A Panoply of Contemporary Telugu Stories
Kavi Yaga
TELUGU: THE BEST STORIES OF OUR TIMES by Volga. HarperPerennial India, 2022, 356 pp., 499.00
July 2022, volume 46, No 7

Volga, acclaimed feminist writer and editor of Telugu: The Best Stories of Our Times, notes that she swam through an ocean and ‘reached the shore holding on to the twenty-six stories,’ that ‘stand as witness to the time’. The resulting panoply features a diverse set of celebrated writers and dives deep into an array of important themes. Translators Alladi Uma and M Sridhar are careful to stay true to the original text, retaining Telugu sentence structures, colloquialisms, expressions and words. The resulting voices are powerful, lyrical, raw.

In the collection, eleven of the stories speak to women’s issues (patriarchy; political, economic, sexual rights; domestic abuse, etc.), nine stories engage with caste (and caste forms a sub-text in several others), five with the trauma of displacement from traditional occupations, four with growing religious intolerance, while other themes include globalization, feudalism, agriculture, land rights, poverty, the environment and treatment of animals. Most stories deal with several themes at once. These thematic distributions reflect the preoccupations of contemporary Telugu writers and society.

The stories are meant to reflect our times. Published in 1997, BS Ramulu’s ‘The First Rains’ is the oldest in the collection. The most recent is MSK Krishnajyothi’s tender environmental story ‘Ocean Boy’ published in 2019. Woven into the narrative fabric are the seismic changes of the last three decades: economic liberalization and globalization, the growing encrustations of religious identities, continuing agrarian and climate crises, the disruption of work and social structures, and changing aspirations. Most of the writers in the collection are above 50. Manasa Yendluri is the rare writer below 40.

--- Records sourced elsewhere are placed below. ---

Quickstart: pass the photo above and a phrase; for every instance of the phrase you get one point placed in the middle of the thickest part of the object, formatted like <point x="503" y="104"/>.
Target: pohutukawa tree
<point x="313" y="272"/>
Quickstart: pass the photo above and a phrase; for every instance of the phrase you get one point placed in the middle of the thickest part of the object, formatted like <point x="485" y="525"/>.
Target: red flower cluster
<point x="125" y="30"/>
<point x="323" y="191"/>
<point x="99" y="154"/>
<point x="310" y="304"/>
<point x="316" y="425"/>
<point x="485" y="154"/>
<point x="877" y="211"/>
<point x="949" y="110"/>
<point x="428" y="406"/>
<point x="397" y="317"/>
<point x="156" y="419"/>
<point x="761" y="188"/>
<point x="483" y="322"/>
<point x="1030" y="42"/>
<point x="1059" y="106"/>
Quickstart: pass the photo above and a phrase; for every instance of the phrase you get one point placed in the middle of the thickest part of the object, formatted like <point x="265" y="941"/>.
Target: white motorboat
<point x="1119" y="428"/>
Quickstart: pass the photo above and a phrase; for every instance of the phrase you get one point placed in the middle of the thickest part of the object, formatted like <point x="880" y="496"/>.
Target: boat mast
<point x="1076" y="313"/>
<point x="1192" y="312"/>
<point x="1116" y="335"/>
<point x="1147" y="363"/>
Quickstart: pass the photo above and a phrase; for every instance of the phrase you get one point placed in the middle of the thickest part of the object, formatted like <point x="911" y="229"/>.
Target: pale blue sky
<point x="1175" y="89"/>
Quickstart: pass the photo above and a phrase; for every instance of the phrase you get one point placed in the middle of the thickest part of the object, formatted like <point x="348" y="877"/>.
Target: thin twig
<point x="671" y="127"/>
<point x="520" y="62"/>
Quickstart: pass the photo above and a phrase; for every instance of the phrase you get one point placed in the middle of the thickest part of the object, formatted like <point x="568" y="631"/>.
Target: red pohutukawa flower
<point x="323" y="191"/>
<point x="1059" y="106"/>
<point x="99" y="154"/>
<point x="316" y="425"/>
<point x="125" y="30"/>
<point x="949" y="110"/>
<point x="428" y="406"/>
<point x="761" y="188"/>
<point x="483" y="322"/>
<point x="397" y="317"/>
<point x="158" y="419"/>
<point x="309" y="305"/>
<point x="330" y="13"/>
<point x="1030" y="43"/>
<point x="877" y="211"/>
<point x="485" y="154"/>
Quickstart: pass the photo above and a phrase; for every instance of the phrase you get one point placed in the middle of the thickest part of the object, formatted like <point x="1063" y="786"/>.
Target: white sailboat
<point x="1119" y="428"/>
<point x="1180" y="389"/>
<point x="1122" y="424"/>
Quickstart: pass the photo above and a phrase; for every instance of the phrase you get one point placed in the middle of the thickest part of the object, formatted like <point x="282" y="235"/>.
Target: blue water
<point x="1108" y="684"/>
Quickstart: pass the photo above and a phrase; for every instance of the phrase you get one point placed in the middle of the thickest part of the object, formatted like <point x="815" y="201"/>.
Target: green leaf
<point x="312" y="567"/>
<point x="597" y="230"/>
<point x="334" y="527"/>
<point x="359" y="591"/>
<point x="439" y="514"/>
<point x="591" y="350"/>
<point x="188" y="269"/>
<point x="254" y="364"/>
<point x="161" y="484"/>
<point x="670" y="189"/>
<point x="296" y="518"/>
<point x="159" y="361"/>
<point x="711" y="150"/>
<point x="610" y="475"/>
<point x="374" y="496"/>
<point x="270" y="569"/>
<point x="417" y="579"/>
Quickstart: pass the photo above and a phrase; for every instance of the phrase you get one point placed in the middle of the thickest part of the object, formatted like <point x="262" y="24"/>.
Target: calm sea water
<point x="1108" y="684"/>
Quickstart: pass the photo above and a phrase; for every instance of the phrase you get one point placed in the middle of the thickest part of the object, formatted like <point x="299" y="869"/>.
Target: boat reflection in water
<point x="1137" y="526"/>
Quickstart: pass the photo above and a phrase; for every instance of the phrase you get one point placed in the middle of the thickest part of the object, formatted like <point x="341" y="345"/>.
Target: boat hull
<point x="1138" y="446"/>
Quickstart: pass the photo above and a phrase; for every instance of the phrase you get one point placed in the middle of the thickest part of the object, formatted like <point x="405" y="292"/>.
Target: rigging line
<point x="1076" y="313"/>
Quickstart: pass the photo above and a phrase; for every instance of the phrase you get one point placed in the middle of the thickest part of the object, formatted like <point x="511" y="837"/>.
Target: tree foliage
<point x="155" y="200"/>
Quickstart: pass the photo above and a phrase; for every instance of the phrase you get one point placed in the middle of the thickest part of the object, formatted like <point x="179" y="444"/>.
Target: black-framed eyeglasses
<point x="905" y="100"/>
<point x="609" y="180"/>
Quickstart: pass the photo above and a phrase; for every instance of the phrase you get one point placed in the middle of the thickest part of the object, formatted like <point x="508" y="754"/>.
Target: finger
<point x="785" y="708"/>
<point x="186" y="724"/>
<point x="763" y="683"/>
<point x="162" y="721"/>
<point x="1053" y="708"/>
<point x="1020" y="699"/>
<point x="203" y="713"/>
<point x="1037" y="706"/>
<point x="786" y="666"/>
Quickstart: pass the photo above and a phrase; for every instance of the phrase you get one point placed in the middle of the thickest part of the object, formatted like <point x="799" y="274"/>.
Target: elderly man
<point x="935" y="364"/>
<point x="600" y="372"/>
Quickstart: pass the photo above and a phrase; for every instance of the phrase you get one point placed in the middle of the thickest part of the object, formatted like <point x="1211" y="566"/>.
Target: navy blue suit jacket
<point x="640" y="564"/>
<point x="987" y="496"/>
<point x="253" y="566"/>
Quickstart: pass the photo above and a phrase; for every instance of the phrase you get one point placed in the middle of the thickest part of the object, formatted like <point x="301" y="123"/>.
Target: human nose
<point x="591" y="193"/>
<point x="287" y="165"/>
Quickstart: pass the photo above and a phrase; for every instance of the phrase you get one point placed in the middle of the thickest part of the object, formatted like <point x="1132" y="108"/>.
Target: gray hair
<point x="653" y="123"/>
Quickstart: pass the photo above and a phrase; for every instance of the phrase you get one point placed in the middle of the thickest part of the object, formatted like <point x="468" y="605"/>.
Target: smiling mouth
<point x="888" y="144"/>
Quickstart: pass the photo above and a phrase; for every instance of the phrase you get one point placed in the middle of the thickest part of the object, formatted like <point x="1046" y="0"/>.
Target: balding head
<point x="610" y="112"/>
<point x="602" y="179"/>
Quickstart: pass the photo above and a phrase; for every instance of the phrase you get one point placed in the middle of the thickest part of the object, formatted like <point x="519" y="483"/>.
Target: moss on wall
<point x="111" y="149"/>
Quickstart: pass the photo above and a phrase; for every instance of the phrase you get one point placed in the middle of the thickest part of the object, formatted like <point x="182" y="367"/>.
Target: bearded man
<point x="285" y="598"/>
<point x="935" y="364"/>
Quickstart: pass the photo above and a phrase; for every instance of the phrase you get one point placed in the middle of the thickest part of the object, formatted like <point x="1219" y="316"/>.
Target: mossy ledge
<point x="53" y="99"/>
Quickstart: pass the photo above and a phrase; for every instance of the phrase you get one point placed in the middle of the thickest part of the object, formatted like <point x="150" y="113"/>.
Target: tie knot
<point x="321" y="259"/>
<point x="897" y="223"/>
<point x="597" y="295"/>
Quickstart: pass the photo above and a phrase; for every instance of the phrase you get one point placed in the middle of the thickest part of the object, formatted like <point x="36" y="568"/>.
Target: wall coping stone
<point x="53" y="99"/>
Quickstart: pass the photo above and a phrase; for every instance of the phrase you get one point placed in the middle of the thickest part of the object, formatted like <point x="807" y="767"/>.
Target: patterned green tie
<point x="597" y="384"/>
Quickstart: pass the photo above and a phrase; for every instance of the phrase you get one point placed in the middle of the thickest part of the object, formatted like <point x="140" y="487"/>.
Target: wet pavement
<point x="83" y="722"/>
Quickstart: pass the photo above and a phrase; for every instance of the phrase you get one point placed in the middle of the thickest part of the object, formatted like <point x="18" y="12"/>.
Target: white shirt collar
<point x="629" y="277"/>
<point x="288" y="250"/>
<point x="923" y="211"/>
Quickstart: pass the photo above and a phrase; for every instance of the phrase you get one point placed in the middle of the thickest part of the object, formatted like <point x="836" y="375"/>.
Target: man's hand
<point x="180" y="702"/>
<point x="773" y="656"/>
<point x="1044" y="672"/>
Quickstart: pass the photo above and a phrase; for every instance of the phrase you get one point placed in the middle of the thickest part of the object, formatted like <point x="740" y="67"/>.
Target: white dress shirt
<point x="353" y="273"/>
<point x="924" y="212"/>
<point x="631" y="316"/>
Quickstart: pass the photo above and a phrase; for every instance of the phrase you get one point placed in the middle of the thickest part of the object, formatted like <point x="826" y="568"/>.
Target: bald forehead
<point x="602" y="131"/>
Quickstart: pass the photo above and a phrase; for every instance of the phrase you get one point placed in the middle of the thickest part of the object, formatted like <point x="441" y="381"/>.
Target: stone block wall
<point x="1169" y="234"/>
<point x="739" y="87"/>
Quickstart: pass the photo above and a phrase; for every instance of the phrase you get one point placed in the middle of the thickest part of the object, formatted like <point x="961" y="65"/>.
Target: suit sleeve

In Yendluri’s charming, canny ‘Bottu Feasts’, a young Dalit-Christian college teacher wears bottus, sings Carnatic music, eats Tirupathi prasadam, and earnestly proclaims, ‘But I keep saying we must respect all religions.’ Delighted, her upper-caste Hindu colleagues welcome her into their fold and she goes to work to ‘have fun with them and share everything.’ But their embrace has its limits. She arrives at work one day to find they’ve snuck away for a traditional picnic. She’s not invited—it’s for their caste only. In this and other incidents, the educated and privileged woman (she’s one of the few protagonists in the collection who owns a cell phone, drives a car) handles herself with poise, her self-respect remains undiminished. The sarcasm underlying the narrative implies the joke is on the colleagues.